Die Rechtsordnung geht jedoch auch davon aus, daß der Jugendliche mit zunehmendem Alter selbst über sein Leben bestimmen wird. Bei älteren Jugendlichen zwischen sechzehn und achtzehn Jahren unterstellt unsere Gesellschaft heutzutage, daß eine generelle Zustimmung der Eltern zu Geschäften im finanziell überschaubaren Rahmen gegeben ist. Deshalb wird eine Bibliothek beim Verzicht auf eine elterliche Unterschrift von Minderjährigen über sechzehn Jahren nur noch ein geringes Risiko eingehen. Der Bibliothek bleibt aber im Konfliktfall ein Restrisiko. Wenn etwa ein Jugendlicher über eine höhere Summe schadensersatzpflichtig wird, die er nicht selbst bezahlen kann, bleibt die Bibliothek unter Umständen auf ihrem Schaden sitzen.

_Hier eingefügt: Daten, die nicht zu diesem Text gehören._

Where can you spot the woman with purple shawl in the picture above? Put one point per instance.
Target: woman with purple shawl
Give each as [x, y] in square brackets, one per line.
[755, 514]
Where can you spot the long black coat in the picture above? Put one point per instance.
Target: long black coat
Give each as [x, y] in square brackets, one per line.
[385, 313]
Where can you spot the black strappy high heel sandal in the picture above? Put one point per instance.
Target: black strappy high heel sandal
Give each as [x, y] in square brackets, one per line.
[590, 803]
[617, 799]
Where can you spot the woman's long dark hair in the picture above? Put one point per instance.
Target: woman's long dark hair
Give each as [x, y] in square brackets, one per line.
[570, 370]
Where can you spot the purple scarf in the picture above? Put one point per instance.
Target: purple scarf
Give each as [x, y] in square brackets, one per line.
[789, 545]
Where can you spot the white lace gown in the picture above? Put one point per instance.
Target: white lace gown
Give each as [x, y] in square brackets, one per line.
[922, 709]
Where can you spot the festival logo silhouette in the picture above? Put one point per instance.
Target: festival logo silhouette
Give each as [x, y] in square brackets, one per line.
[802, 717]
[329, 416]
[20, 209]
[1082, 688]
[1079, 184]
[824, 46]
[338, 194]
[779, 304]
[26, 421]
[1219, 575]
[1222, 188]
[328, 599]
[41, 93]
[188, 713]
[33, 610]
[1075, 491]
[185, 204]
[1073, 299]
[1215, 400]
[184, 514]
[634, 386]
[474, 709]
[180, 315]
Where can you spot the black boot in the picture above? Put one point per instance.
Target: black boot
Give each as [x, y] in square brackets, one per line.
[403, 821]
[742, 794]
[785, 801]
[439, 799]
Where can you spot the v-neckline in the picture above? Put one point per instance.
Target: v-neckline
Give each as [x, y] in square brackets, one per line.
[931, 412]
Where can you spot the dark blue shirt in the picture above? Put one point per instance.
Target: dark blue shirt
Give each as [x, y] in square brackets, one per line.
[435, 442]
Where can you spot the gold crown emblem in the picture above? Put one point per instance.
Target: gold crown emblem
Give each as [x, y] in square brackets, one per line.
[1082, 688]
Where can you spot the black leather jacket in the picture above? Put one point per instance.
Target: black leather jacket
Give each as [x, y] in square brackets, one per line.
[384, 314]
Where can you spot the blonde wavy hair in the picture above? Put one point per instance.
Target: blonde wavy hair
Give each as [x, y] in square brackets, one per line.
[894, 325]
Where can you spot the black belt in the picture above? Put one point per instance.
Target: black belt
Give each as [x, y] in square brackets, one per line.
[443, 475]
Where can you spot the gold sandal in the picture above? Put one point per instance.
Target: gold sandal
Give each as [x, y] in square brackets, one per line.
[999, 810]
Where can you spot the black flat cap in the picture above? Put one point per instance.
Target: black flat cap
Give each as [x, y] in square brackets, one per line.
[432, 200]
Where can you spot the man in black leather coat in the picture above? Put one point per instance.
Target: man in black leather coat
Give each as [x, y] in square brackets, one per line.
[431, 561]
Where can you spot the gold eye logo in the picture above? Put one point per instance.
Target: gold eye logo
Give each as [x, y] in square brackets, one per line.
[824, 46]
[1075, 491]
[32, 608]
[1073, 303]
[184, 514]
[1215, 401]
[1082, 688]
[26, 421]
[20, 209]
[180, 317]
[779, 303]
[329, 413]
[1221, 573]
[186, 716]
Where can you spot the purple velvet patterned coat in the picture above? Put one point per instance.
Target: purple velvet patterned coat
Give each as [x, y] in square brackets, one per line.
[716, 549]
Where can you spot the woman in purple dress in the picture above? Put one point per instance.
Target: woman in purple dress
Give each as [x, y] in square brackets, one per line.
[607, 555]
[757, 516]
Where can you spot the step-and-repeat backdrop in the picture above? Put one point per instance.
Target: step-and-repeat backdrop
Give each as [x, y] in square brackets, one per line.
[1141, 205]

Ohne Zustimmung der Eltern kommt kein rechtlich wirksames Benutzungsverhältnis zwischen der Bibliothek und einem minderjährigen Bibliotheksbenutzer zustande. Als Folge davon können beispielsweise keinerlei Rechte und Pflichten zwischen Bibliothek und jugendlichem Benutzer entstehen. Die Bibliothek kann sich nicht auf ihre Benutzungsordnung berufen, also z. B. keine Versäumniskosten verlangen. Um jedes Risiko auszuschließen, müßte sich eine Bibliothek bei allen Jugendlichen unter achtzehn Jahren die Zustimmung der Eltern durch deren Unterschrift bestätigen lassen. Sie kann aber auch bei allen Altersklassen (nicht nur ab sechzehn Jahren) darauf verzichten3), da das BGB insofern keinen Zwang ausübt. Im Konfliktfall hat die Bibliothek dann aber das Nachsehen. Eine Bibliothek ist also völlig frei, ob oder ob nicht sie die elterliche Unterschrift verlangt. Ein Verzicht auf eine Zustimmung der Eltern von älteren Jugendlichen über sechzehn Jahren kann aus bibliothekspädagogischen Gründen als vertretbar angesehen werden. Die Frage der Strafbarkeit des Jugendlichen (§ 1 JGG: ab vierzehn Jahre) spielt in diesem Zusammenhang keine Rolle.

Anmerkungen:

1) Kirchner, Hildebert: Bibliotheksbenutzungsordnungen : Regelungsgegenstände, Formulierungshilfen, Rechtsgutachten / Hildebert Kirchner ; Rosa Maria Wendt. - Berlin: DBI, 1990. - 292 S. - (DBI-Materialien; 93) ISBN 3-87068-893-9

2) wie Anm. 1, S. 19

3) vgl. die Beispiele in: Gacek, Detlef: Zur Ausarbeitung von Benutzungsordnungen für Öffentliche Bibliotheken : Arbeitshilfe / erarb. von Detlef Gacek und Erika Rossoll. - Berlin: ZIB, 1991. - S. 24 (Norderstedt= 14 Jahre), S. 27 (Paderborn= 16 Jahre), S. 31 (München= 18 Jahre).